A disparity study examines whether there are disparities between:
The percentage of dollars that minority- and women-owned businesses received on an agency’s prime contracts and subcontracts during a particular time period (referred to as a “utilization analysis”); and
The percentage of dollars that those firms might be expected to receive based on their availability to perform on the agency’s prime contracts and subcontracts (referred to as an “availability analysis”).
The comparison between the utilization of minority- and women-owned businesses on an agency’s contracts and the availability of those businesses to perform that work is referred to as a disparity analysis.
In addition to utilization, availability and disparity analyses, disparity studies examine quantitative and qualitative information about:
Marketplace conditions for minority- and women-owned businesses;
Contracting practices and business assistance programs that the agency currently has in place; and
Although many cities and other local and state governments adopted minority and women business programs for public contracting in the 1970s and 1980s, the legal landscape for these programs changed in 1989. In that year, the U.S. Supreme Court established substantial limitations on the ability of state and local governments to have MBE programs or any other programs benefitting a group based on race.
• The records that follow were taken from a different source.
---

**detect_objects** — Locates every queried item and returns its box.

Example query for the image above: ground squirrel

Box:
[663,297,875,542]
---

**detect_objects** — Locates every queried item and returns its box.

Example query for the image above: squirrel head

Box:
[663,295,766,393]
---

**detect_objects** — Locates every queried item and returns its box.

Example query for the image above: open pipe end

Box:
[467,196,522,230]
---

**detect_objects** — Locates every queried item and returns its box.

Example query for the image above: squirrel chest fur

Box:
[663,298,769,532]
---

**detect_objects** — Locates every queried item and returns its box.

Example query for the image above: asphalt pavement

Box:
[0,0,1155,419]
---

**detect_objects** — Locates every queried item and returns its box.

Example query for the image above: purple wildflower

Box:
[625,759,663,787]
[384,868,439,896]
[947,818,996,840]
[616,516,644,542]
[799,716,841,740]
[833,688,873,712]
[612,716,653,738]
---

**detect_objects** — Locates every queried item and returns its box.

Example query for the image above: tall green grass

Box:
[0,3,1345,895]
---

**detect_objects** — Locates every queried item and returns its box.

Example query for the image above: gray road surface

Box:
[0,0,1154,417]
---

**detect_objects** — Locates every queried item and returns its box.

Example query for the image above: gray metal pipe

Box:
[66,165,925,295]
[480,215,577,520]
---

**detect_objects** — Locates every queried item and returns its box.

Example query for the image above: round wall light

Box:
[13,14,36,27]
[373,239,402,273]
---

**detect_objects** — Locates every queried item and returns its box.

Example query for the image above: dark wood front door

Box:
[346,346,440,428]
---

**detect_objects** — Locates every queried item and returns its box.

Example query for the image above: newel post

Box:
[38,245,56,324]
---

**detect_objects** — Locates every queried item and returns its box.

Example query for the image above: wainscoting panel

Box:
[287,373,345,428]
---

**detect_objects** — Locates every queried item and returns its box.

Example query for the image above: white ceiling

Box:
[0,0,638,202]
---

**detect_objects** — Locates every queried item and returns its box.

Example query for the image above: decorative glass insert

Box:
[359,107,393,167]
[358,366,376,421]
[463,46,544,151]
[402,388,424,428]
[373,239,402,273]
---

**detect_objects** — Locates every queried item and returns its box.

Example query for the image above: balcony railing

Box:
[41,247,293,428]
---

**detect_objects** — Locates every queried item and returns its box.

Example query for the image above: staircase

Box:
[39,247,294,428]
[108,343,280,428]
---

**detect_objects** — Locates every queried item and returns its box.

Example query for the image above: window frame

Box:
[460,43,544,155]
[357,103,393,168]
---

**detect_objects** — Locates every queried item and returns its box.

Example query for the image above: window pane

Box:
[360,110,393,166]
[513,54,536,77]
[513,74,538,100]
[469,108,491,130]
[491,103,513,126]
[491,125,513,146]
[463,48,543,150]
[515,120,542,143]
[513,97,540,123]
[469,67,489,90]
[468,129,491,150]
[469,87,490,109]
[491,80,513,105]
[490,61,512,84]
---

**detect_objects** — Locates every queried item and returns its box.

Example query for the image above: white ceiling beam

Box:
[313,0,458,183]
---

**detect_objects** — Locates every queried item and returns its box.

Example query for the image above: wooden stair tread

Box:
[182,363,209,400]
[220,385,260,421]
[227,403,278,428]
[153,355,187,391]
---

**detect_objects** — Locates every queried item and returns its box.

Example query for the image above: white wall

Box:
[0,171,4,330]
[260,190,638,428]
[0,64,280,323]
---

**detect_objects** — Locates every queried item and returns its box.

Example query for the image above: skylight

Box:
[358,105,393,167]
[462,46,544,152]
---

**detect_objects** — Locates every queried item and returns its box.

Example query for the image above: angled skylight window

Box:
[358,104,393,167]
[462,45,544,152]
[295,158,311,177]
Legal restrictions also apply to gender-conscious programs.
Croson decision. The 1989 U.S. Supreme Court decision in City of Richmond v. J.A. Croson Company held there are only certain limited permissible reasons for a local government to have a race-conscious program, and set specific conditions for such programs:
A government agency must establish and thoroughly examine evidence to determine whether there is a compelling governmental interest in remedying specific past identified discrimination or its present effects; and
A jurisdiction must also ensure that any program adopted is narrowly tailored to achieve the goal of remedying the identified discrimination.
These two requirements must both be satisfied to meet the U.S. Supreme Court’s strict scrutiny standard of review for race-conscious programs.
Disparity studies examine whether there is a disparity between the utilization and availability of minority- and women-owned firms in an agency’s contracting, which is key information in determining whether there is evidence that race or gender discrimination affects a city’s contracting. When the agency already has a race- and gender-conscious program in place, a disparity study examines outcomes for similar public institutions or within the local private sector marketplace to examine if there would be disparities but for that program. Because the U.S. Supreme Court held that a public agency could take action if it had become a passive participant in a system of racial exclusion practiced by elements of the local industry, comprehensive disparity studies examine such information as well.
There are a number of factors used to determine whether a program is narrowly tailored, including consideration of whether workable “race-neutral measures” are sufficient to remedy the identified discrimination.
Methodology. A disparity study develops the quantitative and qualitative information for a government body to consider the types of programs necessary to address the effects of any discrimination against minority- or women-owned firms.
Our methodology is based on relevant case law, including the recent Ninth Circuit Court of Appeals decision that favorably reviewed the study team’s methodology for measuring availability, analyzing disparity and collecting and analyzing qualitative information.
The Disparity Study is led by the eight participating state and local government entities. That group oversees the work being conducted by a team of consultants, led by Keen Independent Research, which has conducted numerous disparity studies nationwide.
Information collected as a part of the disparity study will help state and local entities design and operate programs to ensure a level playing field in their contracting activities. Among other information, the disparity study will provide:
An independent, objective review of minority- and women-owned business participation in participating entities’ prime contracts and subcontracts. That information will be valuable to state and local entities leadership and to external groups that may be monitoring state and local agency contracting practices.
Insights about how state and local entities might reduce barriers to entry and improve opportunities for minority- and women-owned companies and other small businesses to secure participating entities’ contracts.